Objective. This report illustrates that genitofemoral neuralgia can result from laparoscopic inguinal herniorrhaphy and offers a management strategy for this pain syndrome.

Design. A patient experienced pain in the distribution of the genitofemoral nerve after laparoscopic herniorrhaphy. Under fluoroscopy, the point of maximal tenderness was elicited and was found to be at the site of a surgical tack placed during the hernia repair. A genitofemoral nerve block was performed at the site of the surgical tack. This resulted in complete resolution of pain symptoms.

Results. The patient's treatment and recovery are described.
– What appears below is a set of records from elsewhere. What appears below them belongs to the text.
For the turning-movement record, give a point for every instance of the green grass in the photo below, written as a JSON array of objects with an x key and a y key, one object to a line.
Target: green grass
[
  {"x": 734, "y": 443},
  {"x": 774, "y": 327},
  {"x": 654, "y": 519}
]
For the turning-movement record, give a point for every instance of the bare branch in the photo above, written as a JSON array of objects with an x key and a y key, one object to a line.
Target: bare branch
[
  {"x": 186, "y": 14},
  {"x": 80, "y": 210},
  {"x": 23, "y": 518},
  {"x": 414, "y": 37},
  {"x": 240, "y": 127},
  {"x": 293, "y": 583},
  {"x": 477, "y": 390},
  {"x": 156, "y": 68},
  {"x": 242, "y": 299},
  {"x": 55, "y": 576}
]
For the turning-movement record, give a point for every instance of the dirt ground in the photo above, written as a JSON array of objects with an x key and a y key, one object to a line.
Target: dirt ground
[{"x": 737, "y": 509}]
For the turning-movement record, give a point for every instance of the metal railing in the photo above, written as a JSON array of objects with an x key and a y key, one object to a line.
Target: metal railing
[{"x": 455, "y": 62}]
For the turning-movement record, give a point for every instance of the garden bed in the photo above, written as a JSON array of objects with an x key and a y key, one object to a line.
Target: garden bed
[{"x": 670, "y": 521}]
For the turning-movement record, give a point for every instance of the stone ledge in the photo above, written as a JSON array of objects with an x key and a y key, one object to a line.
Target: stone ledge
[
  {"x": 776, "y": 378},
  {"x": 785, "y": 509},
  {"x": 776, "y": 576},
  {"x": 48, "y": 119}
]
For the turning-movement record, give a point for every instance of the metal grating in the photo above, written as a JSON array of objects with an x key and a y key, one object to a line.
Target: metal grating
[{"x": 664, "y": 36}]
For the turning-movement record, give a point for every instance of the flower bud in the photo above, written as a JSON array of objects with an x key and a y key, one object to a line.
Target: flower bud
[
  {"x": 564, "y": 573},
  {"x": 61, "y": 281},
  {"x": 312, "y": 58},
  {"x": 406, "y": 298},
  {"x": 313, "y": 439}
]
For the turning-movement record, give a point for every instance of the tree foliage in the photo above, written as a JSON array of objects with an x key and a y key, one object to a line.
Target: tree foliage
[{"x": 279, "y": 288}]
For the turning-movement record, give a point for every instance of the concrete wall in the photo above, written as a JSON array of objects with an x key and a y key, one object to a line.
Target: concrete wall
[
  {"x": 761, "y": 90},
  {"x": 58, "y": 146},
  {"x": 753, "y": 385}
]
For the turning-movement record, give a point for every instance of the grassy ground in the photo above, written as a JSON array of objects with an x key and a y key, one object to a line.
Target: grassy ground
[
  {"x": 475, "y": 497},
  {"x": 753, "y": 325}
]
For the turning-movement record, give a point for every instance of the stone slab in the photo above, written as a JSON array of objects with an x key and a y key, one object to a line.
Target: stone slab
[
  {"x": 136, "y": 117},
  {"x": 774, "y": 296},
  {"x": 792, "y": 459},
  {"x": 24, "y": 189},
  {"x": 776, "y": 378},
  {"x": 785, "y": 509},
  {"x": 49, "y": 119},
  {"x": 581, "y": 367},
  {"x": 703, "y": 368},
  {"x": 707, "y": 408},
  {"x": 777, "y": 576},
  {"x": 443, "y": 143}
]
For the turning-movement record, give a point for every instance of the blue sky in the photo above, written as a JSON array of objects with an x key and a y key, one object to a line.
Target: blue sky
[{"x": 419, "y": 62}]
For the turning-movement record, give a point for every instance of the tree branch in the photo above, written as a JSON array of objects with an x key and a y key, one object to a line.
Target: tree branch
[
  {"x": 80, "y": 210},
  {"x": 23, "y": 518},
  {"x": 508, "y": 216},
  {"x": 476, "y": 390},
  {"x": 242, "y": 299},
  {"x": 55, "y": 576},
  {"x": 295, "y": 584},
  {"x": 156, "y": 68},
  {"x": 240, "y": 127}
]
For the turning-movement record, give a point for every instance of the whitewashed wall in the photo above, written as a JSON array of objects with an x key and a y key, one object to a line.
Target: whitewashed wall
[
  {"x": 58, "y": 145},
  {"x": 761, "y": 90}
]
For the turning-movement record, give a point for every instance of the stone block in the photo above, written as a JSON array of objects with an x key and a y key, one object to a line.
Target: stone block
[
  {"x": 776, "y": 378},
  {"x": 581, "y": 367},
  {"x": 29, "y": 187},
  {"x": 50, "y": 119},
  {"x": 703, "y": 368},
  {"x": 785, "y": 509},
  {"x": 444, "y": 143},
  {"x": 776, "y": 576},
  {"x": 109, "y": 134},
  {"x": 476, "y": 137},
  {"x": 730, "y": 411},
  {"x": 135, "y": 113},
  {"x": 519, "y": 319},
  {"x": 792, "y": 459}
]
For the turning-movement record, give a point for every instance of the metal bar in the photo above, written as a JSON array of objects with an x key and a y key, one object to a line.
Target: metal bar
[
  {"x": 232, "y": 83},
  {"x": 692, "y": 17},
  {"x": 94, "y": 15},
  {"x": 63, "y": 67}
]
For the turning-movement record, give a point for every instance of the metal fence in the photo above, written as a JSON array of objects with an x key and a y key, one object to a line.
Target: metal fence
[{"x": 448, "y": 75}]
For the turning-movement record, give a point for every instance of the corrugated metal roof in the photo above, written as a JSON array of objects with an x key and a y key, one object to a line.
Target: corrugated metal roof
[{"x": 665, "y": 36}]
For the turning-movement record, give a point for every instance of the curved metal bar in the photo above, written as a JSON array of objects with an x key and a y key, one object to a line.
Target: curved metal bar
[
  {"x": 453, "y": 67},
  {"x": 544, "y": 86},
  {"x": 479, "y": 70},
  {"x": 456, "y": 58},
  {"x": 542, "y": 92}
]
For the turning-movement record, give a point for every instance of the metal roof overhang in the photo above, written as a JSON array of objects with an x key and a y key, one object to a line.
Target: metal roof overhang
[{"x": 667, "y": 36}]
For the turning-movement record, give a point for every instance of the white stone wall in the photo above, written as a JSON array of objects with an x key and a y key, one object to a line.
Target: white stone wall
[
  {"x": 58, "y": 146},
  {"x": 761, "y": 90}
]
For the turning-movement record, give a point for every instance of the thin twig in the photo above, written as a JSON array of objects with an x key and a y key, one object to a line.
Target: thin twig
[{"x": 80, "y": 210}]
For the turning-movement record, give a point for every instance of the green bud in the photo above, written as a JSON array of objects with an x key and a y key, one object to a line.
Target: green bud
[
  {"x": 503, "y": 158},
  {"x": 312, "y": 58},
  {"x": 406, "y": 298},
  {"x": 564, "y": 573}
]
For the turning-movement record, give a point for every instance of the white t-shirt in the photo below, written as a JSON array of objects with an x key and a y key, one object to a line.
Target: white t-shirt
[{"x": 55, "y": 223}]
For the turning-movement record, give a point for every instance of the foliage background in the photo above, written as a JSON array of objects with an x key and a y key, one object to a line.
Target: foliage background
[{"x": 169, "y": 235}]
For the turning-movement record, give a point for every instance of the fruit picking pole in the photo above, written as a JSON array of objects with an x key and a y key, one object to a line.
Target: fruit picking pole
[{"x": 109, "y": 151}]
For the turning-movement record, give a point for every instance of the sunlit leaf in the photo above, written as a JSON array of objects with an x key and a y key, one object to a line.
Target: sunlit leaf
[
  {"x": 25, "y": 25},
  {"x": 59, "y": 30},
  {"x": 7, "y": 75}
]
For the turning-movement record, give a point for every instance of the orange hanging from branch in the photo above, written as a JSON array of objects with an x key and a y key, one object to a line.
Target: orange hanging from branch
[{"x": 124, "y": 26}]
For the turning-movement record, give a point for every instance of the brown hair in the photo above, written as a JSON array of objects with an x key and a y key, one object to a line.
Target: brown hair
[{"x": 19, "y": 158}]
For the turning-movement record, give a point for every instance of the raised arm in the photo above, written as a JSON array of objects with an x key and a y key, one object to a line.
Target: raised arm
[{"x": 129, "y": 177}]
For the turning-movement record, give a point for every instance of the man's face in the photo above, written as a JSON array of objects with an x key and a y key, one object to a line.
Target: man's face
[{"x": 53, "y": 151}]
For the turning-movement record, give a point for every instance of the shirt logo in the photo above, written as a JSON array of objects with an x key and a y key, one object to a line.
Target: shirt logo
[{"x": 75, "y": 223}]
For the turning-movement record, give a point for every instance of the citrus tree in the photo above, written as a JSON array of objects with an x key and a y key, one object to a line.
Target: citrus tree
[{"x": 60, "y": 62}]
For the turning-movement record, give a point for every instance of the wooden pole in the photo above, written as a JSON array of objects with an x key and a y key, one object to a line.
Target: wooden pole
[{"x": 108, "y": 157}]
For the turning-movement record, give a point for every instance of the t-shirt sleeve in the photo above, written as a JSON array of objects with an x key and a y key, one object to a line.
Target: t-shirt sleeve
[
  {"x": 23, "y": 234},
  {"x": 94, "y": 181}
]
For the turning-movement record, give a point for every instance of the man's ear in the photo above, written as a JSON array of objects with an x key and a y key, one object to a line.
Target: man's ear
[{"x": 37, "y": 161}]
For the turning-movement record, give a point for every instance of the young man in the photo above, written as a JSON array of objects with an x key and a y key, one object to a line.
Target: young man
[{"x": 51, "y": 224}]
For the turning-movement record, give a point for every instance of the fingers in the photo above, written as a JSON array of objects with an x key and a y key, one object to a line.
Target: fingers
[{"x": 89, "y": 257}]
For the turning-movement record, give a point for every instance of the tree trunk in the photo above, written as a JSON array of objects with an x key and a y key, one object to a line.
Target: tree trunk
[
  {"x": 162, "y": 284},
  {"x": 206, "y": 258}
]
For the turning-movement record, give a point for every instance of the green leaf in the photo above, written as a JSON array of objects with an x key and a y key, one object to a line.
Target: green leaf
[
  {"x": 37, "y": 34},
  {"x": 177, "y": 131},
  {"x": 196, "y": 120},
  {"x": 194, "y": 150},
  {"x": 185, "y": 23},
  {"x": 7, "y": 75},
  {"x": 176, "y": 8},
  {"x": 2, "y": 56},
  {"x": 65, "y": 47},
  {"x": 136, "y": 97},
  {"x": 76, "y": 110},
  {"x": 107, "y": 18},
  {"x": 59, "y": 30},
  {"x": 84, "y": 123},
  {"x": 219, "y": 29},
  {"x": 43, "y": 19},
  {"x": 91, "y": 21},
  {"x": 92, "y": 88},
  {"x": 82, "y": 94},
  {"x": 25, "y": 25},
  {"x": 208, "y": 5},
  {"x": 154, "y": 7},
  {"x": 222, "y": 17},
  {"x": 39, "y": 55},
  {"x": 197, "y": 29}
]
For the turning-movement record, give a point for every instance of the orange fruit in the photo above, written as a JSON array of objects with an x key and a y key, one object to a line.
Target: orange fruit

Conclusions. Recognition and proper diagnosis of genitofemoral neuralgia after laparoscopic herniorrhaphy may result in appropriate therapy and hasten recovery.

Genitofemoral Neuralgia, Laparoscopic Inguinal Herniorrhaphy

Case Report

A 48-year-old man with a history of bilateral inguinal herniorrhaphies presented with a recurrent right-sided inguinal hernia. He had no other medical problems and no known drug allergies. The laparoscopic herniorrhaphy was performed using Prolene mesh that was secured with several tacks (Figure 1, A and B). The patient tolerated the procedure well without any apparent complications.

Treatment of Genitofemoral Neuralgia After Laparoscopic Inguinal Herniorrhaphy With Fluoroscopically Guided Tack Injection (4)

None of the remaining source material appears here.